Today, an article was posted on ComputerWorld.com describing how over 7,000 FTP (File Transfer Protocol) sites were hacked, including the New York Times. The hackers stole credentials and personal information regarding the workers of these sites. This came as a shock to these sites, who clearly believed that their security systems were powerful enough to prevent such a breach. It also seems shocking to us, the readers, as one would think that a large, prominent company like the NY Times would indeed have powerful and thorough enough security measures to prevent such a thing from ever happening.

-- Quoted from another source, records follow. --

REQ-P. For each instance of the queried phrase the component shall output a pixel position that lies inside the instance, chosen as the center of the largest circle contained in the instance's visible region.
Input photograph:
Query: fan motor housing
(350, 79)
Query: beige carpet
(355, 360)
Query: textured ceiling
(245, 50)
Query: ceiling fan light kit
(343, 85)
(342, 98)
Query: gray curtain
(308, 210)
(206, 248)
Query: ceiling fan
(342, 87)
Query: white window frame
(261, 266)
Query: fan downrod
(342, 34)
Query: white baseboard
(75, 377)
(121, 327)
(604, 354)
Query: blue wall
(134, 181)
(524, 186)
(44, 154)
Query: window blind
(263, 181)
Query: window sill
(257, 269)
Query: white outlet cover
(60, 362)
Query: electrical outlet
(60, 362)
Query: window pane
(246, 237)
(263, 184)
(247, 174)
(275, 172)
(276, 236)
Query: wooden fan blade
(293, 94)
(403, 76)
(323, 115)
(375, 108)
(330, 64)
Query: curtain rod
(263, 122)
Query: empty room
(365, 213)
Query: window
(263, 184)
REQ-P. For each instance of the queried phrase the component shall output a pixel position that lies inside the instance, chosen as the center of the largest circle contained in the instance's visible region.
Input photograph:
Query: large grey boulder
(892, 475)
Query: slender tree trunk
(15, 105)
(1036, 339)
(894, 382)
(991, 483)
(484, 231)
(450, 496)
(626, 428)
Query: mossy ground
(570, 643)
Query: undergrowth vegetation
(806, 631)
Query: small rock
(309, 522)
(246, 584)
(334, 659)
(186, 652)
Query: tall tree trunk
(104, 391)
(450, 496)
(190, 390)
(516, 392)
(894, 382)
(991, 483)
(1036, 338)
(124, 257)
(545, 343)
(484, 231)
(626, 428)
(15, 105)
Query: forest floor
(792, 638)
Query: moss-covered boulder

However, from what I've come to understand, many companies are not as secure as they think they are. I do know that JMOR's solutions are extremely effective and fully resistant to such tactics used by these hackers. One of the big differences is that JMOR seeks to educate rather than simply install service; they want their clients to understand why certain practices can be harmful and how to avoid problems like this in the future. These companies can often buy and install programs without truly knowing how to use them and how they work, as they lack an understanding in network security or even technology in general.
The article explained that the problem was caused by malware, a malicious program similar to spyware or viruses. This malware took employees’ personal information, such as login information or social security numbers and sent out in an email. Whatever another user opened this email, their computer was now vulnerable to the same spyware. At JMOR, we can actually set up internal programs that will not allow such information to be sent out in any sort of email.